Spanish Cultural Heritage
- Official name: Torre de Mendoza
- Type: Non-movable
- Criteria: Monument
- Designated: 1984
- Reference no.: RI-51-0005119

= Tower of Mendoza =

The Tower of Mendoza (Torre de Mendoza, Mendoza dorretxea) is a tower located in Vitoria-Gasteiz, Spain. It was declared Bien de Interés Cultural in 1984. The tower is strategically located between the roads of Old Castile and the Ebro river.

The Tower of Mendoza is a fortified tower located in the village of Mendoza, near Vitoria-Gasteiz (Álava, País Vasco, Spain). It was built in the thirteenth century as a residence of the House of Mendoza.

== History ==
The Mendoza's entered to the service of the kingdom of Castile during the reign of Alfonso XI (1312-1350). Álava is one of the Basque territories incorporated into the Castilian monarchy with jurisdictions. Before the Mendoza's went to Castile, Álava was a battlefield, in which the lordly families resolved their fights over generations. In 1332, the Mendoza's had already battled several times with the Guevara. Once this castle entered into the service of the kings of Castilla, those contests were ended.

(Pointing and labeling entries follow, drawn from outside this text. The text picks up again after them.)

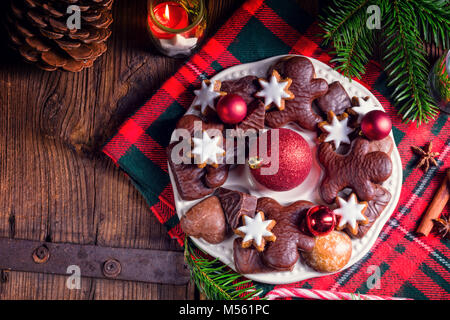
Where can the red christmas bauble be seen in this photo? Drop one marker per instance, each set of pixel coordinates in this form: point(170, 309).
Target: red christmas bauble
point(285, 167)
point(376, 125)
point(320, 220)
point(231, 108)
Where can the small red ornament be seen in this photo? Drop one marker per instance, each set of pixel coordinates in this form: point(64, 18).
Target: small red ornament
point(320, 220)
point(376, 125)
point(231, 109)
point(294, 160)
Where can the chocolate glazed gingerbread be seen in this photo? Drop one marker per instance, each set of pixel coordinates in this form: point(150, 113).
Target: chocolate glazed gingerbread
point(359, 170)
point(305, 88)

Iñigo Lopez de Mendoza built the Tower of Mendoza in the early 13th century. He participated in the Battle of Las Navas de Tolosa in 1212 and for having contributed to the breaking of the siege of the chains that guarded the store of Almohade, Muhammad al-Nasir (Miramamolin) (1199-1213), added to his coat of arms a border with chains.

The Dukes of the Infantado maintained possession of the Tower of Mendoza until its 1856 sale to the Victorian Bruno Martinez of Aragon and Fernandez de Gamboa.

For 50 years, it was assigned to the Diputación Foral de Álava and hosted the Museum of Heraldry of Álava, with a collection of medieval shields and clothing and information on Alava's heraldry.
On December 15, 2012, it was returned to its owners because it does not meet the accessibility requirements for a museum.

==Description==
The tower stands out of the whole castle. The wall surrounds the building with four round towers in the corners. It has five floors: the ground floor and the first floor are made of wood and in the three remaining ones there are openings for defence. The top floor is finished with a cover or roof to avoid water entering the castle.

The castle now has a room where there are the shields of the most important families of Álava.